Coccinia pwaniensis is an East African species of Coccinia that was first described in 2010.

Description 
Perennial, dioecious climber. Shoot length up to 3 m. Young shoots are glabrous and green and later make a grey to reddish-grey bark. Leaves are alternate with 0.6 to 4.1 cm long petiole, lamina 2–10 × 2.7–11.4 cm, shallowly to profoundly 3-lobate (rarely 5-lobate). Upper lamina glabrous with clear to whitish pustules. Lower lamina and petiole with sparse hairs that appear wart-like when broken off. Tendrils simple. Probracts 2–3 mm long.

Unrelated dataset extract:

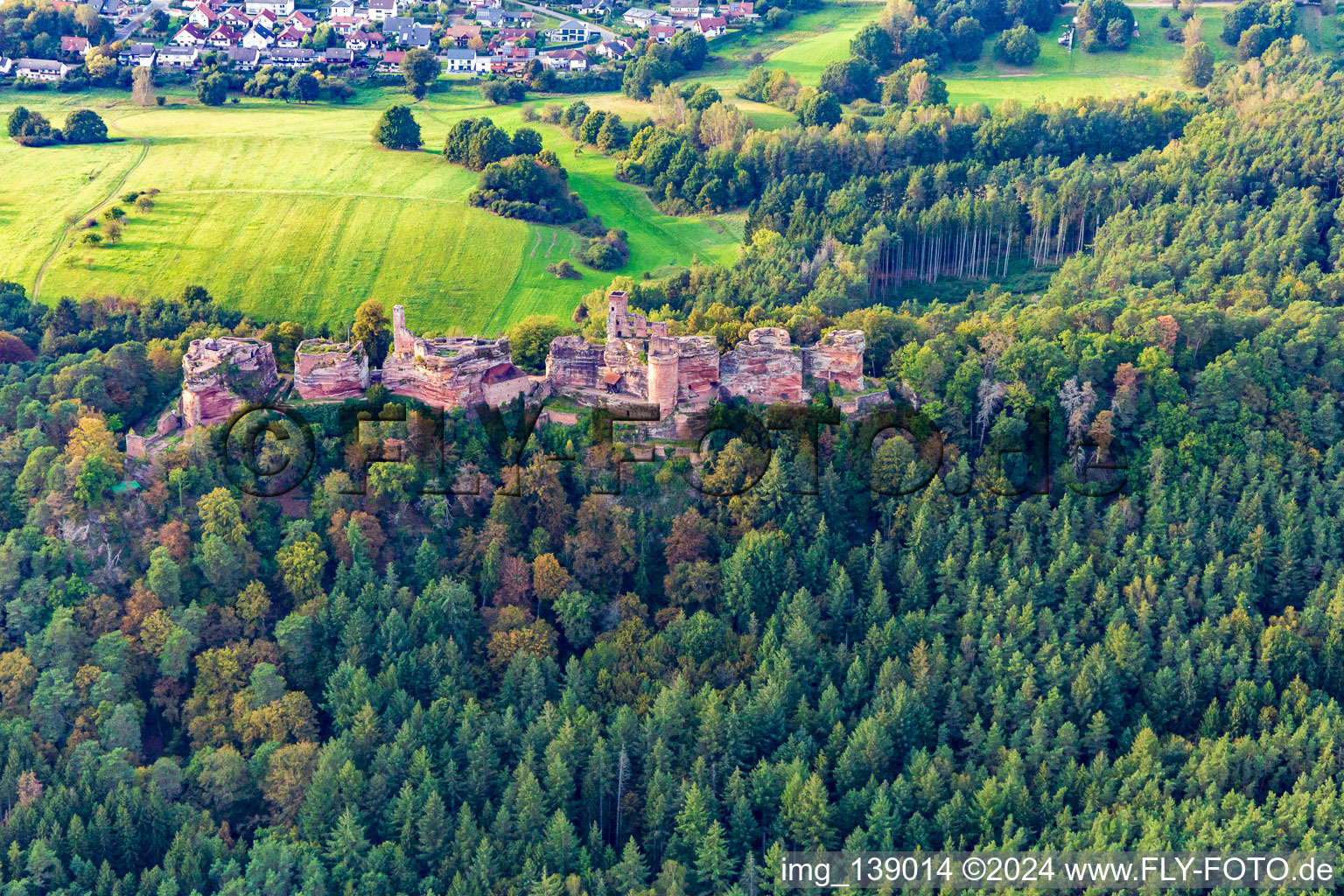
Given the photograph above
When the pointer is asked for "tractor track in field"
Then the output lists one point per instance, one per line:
(112, 193)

Flowers in male plants in long many-flowered racemes, in female plants solitary. Calyx with 5 very acute ("subulate"), 2.5–3.5  mm long lobes. Corolla 1.7–2.6 cm long, pale yellowish-orange. Stamens in male flowers 3, combined to a single column. Anthers sinuate, in a globose head. Fruits short cylindrical, 6.2–8.0 cm long and 1.8–2.3 cm in diameter. Seeds 6.5–7.0 × 4.0–4.5 × ca. 1.5 mm (L/W/H), symmetrically obovate, face lenticular.

Distribution 

Coccinia pwaniensis occurs along the margins of northern East African coastal forests in SE Kenya, E and NE Tanzania.

Etymology 
The epithet is derived from the Swahili word for "coast", referring to the distribution of the species.

Hybridization 
The species is known to produce sterile hybrids with Coccinia grandis in the wild.